You ever have one of those years that feels quiet on the outside but chaotic on the inside? That’s been me. A whole year of coasting—in the best and worst ways possible. I let myself enjoy life, and honestly, I did a great job at that part. I ate what I wanted, when I wanted. I didn’t worry about numbers on scales or labels on clothes. I lived in my skin carefree, and yes, that freedom felt amazing.

But then the quiet started catching up with me.

Even though I’ve been meal-prepping, squeezing in workouts at least three times a week, and telling myself I was “staying on track,” I knew deep down that I wasn’t taking care of my health the way I needed to. It’s hard to out-lift, out-prep, or out-supplement your way past stress, late-night cravings, high-fat takeout, and cardio avoidance. And trust me—I tried.

What I’ve realized is this: the part I’ve been neglecting the most isn’t just the cardio or the veggies… it’s my mind. My stress. My mental clutter that multiplies faster than any calorie count ever could. It’s wild how much your headspace can derail your heart health, your motivation, your energy, your everything.
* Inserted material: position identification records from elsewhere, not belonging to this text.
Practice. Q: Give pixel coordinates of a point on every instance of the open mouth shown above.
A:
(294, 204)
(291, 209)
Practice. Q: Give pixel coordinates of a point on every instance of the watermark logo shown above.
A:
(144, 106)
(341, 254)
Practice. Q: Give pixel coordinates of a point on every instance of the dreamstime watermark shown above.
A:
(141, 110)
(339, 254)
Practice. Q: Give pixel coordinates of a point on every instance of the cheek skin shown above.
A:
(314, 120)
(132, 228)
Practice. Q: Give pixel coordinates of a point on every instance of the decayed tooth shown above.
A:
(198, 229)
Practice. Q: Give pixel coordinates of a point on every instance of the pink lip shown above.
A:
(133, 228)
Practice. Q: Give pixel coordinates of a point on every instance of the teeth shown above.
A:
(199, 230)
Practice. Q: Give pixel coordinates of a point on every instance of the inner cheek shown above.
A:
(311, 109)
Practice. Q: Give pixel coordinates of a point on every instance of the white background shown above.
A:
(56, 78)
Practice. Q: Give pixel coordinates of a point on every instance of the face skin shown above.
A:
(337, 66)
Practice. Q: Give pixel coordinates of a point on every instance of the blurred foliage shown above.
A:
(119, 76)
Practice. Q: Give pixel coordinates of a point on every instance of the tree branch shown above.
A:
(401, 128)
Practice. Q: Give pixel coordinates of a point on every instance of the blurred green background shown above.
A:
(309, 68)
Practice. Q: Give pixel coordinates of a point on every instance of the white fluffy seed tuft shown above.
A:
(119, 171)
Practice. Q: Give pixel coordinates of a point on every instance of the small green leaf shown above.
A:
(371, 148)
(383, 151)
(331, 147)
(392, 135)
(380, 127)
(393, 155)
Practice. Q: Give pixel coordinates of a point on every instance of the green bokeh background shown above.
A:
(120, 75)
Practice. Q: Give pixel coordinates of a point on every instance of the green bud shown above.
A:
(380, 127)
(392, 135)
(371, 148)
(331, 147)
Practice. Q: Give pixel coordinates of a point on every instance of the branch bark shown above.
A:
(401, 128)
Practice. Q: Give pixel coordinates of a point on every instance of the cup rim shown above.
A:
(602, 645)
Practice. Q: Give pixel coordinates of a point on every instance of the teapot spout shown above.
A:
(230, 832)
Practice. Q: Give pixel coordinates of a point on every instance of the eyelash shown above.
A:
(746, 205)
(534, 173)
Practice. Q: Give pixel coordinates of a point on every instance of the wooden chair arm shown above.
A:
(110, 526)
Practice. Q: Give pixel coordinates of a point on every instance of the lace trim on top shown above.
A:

So here I am now, choosing to start a new journey—not just a “fitness journey,” not just a “healthy eating journey,” but a whole-life journey. I want healthier habits, clearer thoughts, better routines, stronger cardio, calmer days, and a version of myself that feels good from the inside out.

And the best part? I’m actually excited. Not pressured. Not guilty. Not overwhelmed. Just ready.

This year may have been quiet, but this next chapter?
It’s about to be loud—in the best, healthiest way possible.

I’m Jen

and i’m back from my hiatus. miss me?

at 33, i’m on a mission to build a healthier, more intentional life – one where my cardiovascular health isn’t gasping for help, my mental health feels supported, and my stress levels finally stop acting like they’re training for a marathon. i’m learning to choose calm over chaos, create a real work/life balance (not the “I swear I’ll rest after this email” kind), travel more, and eat in a way that doesn’t involve my entire personality being snacks.

i’m sharing this journey not just for myself, but for anyone who wants a relatable, honest space to grow alongside someone who is trying, learning, and occasionally tripping over her own wellness goals. with a heart full of empathy – and a sense of humor that helps me survive the plot twists – i hope to mentor, connect with, and inspire others to build a gentler life, one step (or one deep breath) at a time.